■ ビオラ咲きヴィオロンの音の微かなる
( びおらさき びぃおろんのねの かすかなる )
本日の掲句はそんな花を見て詠む読んだ句。「ビオラ」は、菫(すみれ)の仲間なので、本句では春の季語として使用した。(花期が長いので季語にしてない歳時記もある。)
中七の「ヴィオロン」とはフランス語のViolonで「バイオリン」のこと。響きが良いので使った。
「秋の日のヴィオロンのためいきの身にしみて・・・」(落葉:ポール・ヴェルレーヌ作上田敏訳)の詩は教科書にも掲載されたので知っている方も多いと思う。
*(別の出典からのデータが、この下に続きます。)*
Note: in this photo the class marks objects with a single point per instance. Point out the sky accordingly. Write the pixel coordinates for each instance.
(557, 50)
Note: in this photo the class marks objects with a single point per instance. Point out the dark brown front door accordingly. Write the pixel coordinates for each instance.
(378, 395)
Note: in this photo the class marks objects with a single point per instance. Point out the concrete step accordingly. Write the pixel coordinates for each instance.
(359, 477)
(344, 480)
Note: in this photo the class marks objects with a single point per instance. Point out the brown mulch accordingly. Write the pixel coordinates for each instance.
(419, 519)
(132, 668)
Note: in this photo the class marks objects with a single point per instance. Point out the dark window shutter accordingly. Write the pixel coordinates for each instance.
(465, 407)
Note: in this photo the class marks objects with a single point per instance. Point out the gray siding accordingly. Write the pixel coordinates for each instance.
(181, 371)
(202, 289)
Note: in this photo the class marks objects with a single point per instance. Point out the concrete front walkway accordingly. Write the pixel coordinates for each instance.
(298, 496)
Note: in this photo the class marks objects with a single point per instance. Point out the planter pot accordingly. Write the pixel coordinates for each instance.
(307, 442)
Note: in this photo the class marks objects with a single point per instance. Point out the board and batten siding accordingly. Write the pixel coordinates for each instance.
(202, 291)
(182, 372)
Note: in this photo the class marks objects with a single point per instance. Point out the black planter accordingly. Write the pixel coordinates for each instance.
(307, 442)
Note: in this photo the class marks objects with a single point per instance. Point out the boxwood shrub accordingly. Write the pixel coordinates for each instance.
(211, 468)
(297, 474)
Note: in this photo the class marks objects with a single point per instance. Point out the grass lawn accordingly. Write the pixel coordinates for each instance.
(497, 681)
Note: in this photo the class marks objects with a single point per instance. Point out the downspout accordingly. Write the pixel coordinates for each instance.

ところで、掲句は、花のビオラから楽器のビオラを連想し、バイオリンにかけて詠んだ句だが、実際に、この二つのビオラはどんな関係があるのか。少し興味が湧いたので調べたことがある。
一方、楽器のビオラもViolaと書くが、胴の部分がビオラの花の形に似てるので、その名前が付けられたと言う説がある。そう言われれば似てないこともないが、語源的には全く関係がないという異説もあり、確証は得られなかった。
余談だが、バイオリンは、小さなビオラという意味であり、語源的にはバイオリンを大きくしたのがビオラではないとのこと。
【関連句】
① 雪かぶり嗚呼いたわしきビオラかな
② びっくりのミッキーに似せビオラ咲く
③ 奏でるは春のワルツかビオラ咲く
①は、雪に埋もれているビオラを見て詠んだ句。毎日見ていた花なので少々いたわしく思った。
②は、ビオラの花をよく見ると、ミッキーマウスが何かにびっくりして目を閉じているような顔に見えるということを詠んだ句。因みにパンジーは髭おやじに見える。
③は、今回同様ビオラを楽器にかけて詠んだ句。
現在園芸上では、パンジー(三色スミレ)の仲間で小輪のものをビオラと呼んでいるが、パンジーとの定義の区別はかなり曖昧。だいたい花径5cm以上をパンジー、4cm以下をビオラとすることが多いとのこと。
参考句に関しては、ビオラを詠んだ句がほとんどないので割愛する。